Editor’s note. The following analysis was provided by the Parliamentary Network for Critical Issues.
A new report by UNFPA’s office for Eastern Europe and Central Asia reveals that an estimated 171,000 girls are ‘missing’ in South Caucasus and parts of South-East Europe while there is a growing surplus of men.
Preventing gender-biased sex selection in Eastern Europe and Central Asia contains a dire message of concern on the anticipated impact of the destruction of unborn baby girls and distorted sex ratios:
“Sex imbalances at birth will also translate two decades on into a surplus of men, a demographic imbalance likely to affect their marriage prospects and one with the potential to increase human trafficking, crime, gender-based violence, and political unrest in severely affected regions.”

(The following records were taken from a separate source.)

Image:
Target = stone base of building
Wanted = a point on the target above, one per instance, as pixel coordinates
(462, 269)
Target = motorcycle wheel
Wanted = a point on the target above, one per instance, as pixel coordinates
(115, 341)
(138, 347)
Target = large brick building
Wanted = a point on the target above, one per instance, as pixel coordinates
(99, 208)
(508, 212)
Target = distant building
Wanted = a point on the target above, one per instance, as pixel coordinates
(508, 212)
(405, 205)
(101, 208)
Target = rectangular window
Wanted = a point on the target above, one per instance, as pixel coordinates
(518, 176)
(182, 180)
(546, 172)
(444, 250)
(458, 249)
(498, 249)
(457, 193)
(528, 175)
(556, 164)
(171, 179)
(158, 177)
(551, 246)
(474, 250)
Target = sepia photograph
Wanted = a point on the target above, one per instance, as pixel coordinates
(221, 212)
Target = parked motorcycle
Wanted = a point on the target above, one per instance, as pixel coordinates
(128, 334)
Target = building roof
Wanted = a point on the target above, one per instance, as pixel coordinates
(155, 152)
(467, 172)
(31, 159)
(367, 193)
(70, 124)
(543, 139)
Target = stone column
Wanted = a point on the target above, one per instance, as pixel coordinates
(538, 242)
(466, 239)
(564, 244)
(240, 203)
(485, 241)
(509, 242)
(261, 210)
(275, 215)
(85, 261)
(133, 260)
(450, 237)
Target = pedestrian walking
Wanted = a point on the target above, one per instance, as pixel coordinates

The report demonstrates that countries experiencing the harmful consequences of this disastrous population control tool–devised by population control activists not only to reduce births by destroying unborn baby girls but to eliminate future mothers– need to take action to stop the practice which often stems from a cultural preference for boys.

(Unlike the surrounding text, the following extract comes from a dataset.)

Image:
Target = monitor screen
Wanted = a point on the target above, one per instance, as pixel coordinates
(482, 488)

The 2011 resolution passed by the Parliamentary Assembly of the Council of Europe on Prenatal Sex Selection is credited in part as a reason for growing actions for awareness and efforts to stop it.

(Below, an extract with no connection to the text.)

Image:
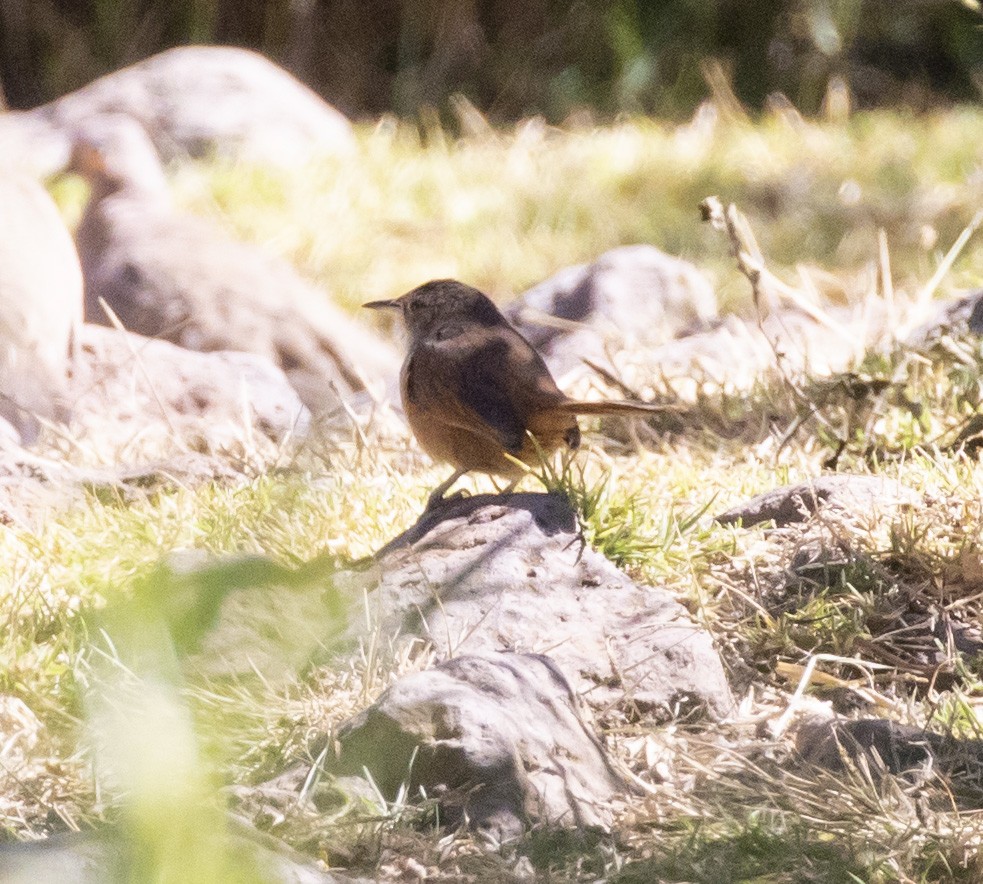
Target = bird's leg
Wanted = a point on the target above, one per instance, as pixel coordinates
(437, 495)
(508, 489)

The resolution brought attention to the fact that prenatal sex selection has resulted in unbalanced sex ratios in Albania, Armenia, Azerbaijan, and Georgia where the sex ratios at birth varied from 111-112 boys for 100 girls. It condemned the practice “as a phenomenon which finds its roots in a culture of gender inequality and reinforces a climate of violence against women, contrary to the values upheld by the Council of Europe.”
As in the UNFPA report, the Resolution warned Member States of the social consequences of prenatal sex selection, “namely population imbalances which are likely to create difficulties for men to find spouses, lead to serious human rights violations such as forced prostitution, trafficking for the purposes of marriage or sexual exploitation, and contribute to a rise in criminality and social unrest.”
Included in a list of suggested actions was a call for Member States to “introduce legislation with a view to prohibiting sex selection in the context of assisted reproduction technologies and legal abortion, except when it is justified to avoid a serious hereditary disease”.
The UNFPA report describes how abortion, especially the use of abortion pills, is used to fuel this extreme act of gender discrimination:
“Abortion, which has long served as a standard family planning method, is now also used as a way to avoid female births. More recently, the emergence and misuse in the region of medical abortion pills and of assisted reproduction technologies may offer new ways for couples to practice sex selection, further fuelling discriminatory behaviour.”
This new report describes legal bans on sex selection abortions, on technology for sex determination, and on advertisements for such technology as “obvious policy options for targeting prenatal discriminatory behavior” and states that such bans “send a clear signal of governments’ official position towards sex selection and provide a basis for inter-ministry cooperation around issues of gender discrimination.”
However, pro-abortion politics is injected into the report as it also states that bans on sex selection abortion can have a “risk of infringing on reproductive rights.”
The UNFPA report accurately notes how the outcome document of the ICPD [International Conference on Population and Development] meeting in Cairo called for the elimination of prenatal sex selection and female infanticide:
“The ICPD Programme of Action adopted by 179 countries in 1994 aims in particular at ‘[eliminating] all forms of discrimination against the girl child and the root causes of son preference, which results in harmful and unethical practices regarding female infanticide and prenatal sex selection’.”
It is regrettable that at the recent UN meeting of the Commission on Population and Development the controversial outcome document made no mention of the need to stop the violence and discrimination of sex selection abortion and completely ignored the war on unborn baby girls.